Lo scenografo Aurelio Colombo, che firma anche i costumi, prevede nel primo atto una serie di tavoli in legno, uno accostato all’altro, e boccali di birra. Sono i pochi oggetti rimasti dell’Osteria della Giarrettiera, dove Falstaff – il baritono Franco Vassallo che si destreggia abilmente nel comico, senza perdere l’afflato aristocratico – progetta di conquistare Alice Ford – Ilaria Alida Quilico, soprano irresistibile, di chiarissima emissione – e Meg Page – la chiara e dinamica voce di Shaked Bar. Ad ascoltarlo ci sono i suoi servi: Pistola – Andrea Pellegrini – e Bardolfo – Roberto Covatta – “dal naso color malvasia”. Scoperto il fatuo inganno del protagonista, le donne organizzano una burla a suo danno.
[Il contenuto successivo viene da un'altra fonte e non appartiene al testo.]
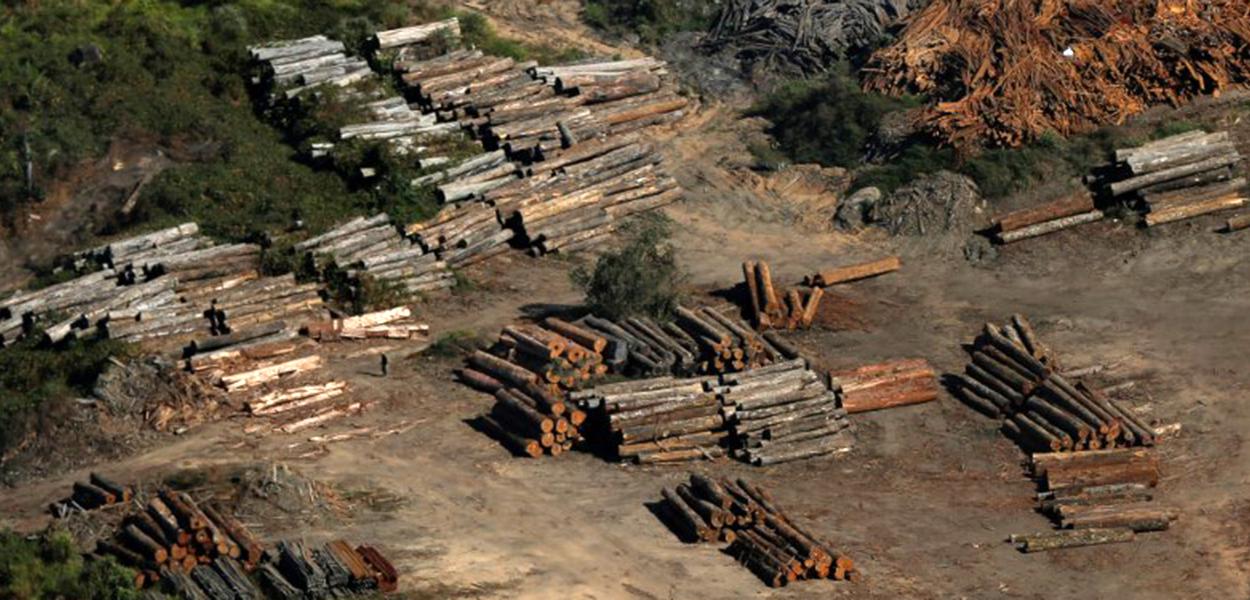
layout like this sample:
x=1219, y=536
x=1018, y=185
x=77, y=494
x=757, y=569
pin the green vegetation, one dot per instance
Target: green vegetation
x=35, y=379
x=650, y=19
x=641, y=278
x=49, y=566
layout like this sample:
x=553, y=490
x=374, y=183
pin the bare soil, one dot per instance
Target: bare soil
x=925, y=500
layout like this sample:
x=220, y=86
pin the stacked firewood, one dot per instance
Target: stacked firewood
x=886, y=385
x=295, y=66
x=760, y=535
x=373, y=248
x=171, y=539
x=1096, y=496
x=769, y=415
x=1015, y=376
x=784, y=413
x=766, y=305
x=1180, y=178
x=298, y=570
x=96, y=491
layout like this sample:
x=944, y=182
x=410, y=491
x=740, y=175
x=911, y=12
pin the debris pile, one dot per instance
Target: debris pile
x=373, y=248
x=886, y=385
x=768, y=415
x=760, y=535
x=1003, y=73
x=805, y=34
x=1014, y=376
x=1179, y=178
x=1096, y=496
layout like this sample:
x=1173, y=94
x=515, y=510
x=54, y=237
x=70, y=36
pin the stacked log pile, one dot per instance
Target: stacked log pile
x=1015, y=378
x=291, y=68
x=808, y=35
x=1096, y=496
x=769, y=415
x=1058, y=66
x=174, y=541
x=886, y=385
x=373, y=248
x=760, y=535
x=769, y=308
x=95, y=493
x=1180, y=178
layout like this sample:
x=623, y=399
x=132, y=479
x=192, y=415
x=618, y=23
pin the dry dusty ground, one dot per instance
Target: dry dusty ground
x=925, y=500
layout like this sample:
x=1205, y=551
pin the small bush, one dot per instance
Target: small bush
x=49, y=566
x=641, y=278
x=650, y=19
x=826, y=120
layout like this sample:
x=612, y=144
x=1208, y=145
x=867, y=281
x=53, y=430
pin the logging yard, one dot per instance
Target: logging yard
x=584, y=315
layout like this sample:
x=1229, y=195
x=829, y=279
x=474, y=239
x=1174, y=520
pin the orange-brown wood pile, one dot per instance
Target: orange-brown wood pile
x=1003, y=73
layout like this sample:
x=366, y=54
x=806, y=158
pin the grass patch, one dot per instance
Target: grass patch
x=641, y=278
x=651, y=20
x=48, y=565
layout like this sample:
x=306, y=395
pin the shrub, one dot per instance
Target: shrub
x=49, y=566
x=641, y=278
x=650, y=19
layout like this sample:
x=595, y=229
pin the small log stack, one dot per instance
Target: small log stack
x=773, y=309
x=886, y=385
x=290, y=68
x=98, y=491
x=1015, y=378
x=1096, y=496
x=1179, y=178
x=760, y=535
x=373, y=248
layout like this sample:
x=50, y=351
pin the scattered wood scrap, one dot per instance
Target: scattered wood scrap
x=1014, y=376
x=760, y=535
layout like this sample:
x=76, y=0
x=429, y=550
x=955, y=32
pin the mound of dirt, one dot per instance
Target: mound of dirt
x=943, y=203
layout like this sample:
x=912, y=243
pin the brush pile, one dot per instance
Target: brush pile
x=760, y=535
x=1003, y=73
x=1096, y=496
x=808, y=35
x=1179, y=178
x=768, y=415
x=1015, y=378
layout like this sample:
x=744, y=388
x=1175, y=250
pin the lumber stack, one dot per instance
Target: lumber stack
x=774, y=309
x=1179, y=178
x=373, y=248
x=758, y=531
x=769, y=415
x=171, y=540
x=1015, y=378
x=290, y=68
x=390, y=324
x=1096, y=496
x=806, y=35
x=98, y=491
x=886, y=385
x=1056, y=215
x=1116, y=59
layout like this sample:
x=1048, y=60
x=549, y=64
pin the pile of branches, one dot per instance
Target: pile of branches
x=808, y=35
x=1003, y=73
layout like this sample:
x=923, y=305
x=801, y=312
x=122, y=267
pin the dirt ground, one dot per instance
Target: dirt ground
x=925, y=500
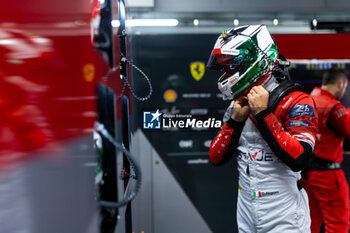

Pure gli uomini decidono di prendersi gioco di lui e, com’è noto, da qui hanno inizio gli equivoci che fanno progredire la storia.
Nel secondo atto vengono portati in scena la cesta del bucato e il paravento, oggetti previsti da libretto, l’uno per nascondere Falstaff e l’altro per svelare a Ford – Andrea Borghini – sua figlia Nannetta – Veronica Marini – che si scambia tenerezze con Fenton – Vasyl Solodkyy. Nell’ultimo atto la scena si svuota ulteriormente: solo qualche lampada a terra, tre lampadari a soffitto e dei quadri appesi sulla parete di fondo rivestita con carta da parati, uno dei quali raffigurante la grande quercia, luogo di ritrovo per l’ultima spettacolare burla che tutti – uomini e donne coalizzati – pianificano per Falstaff. Ford vorrebbe approfittare della situazione per sposare di nascosto sua figlia con il Dr. Cajus – Gregory Bonfatti – che si ritrova però maritato a Bardolfo, mentre Nannetta e Fenton riescono felicemente a convolare a nozze gabbandolo.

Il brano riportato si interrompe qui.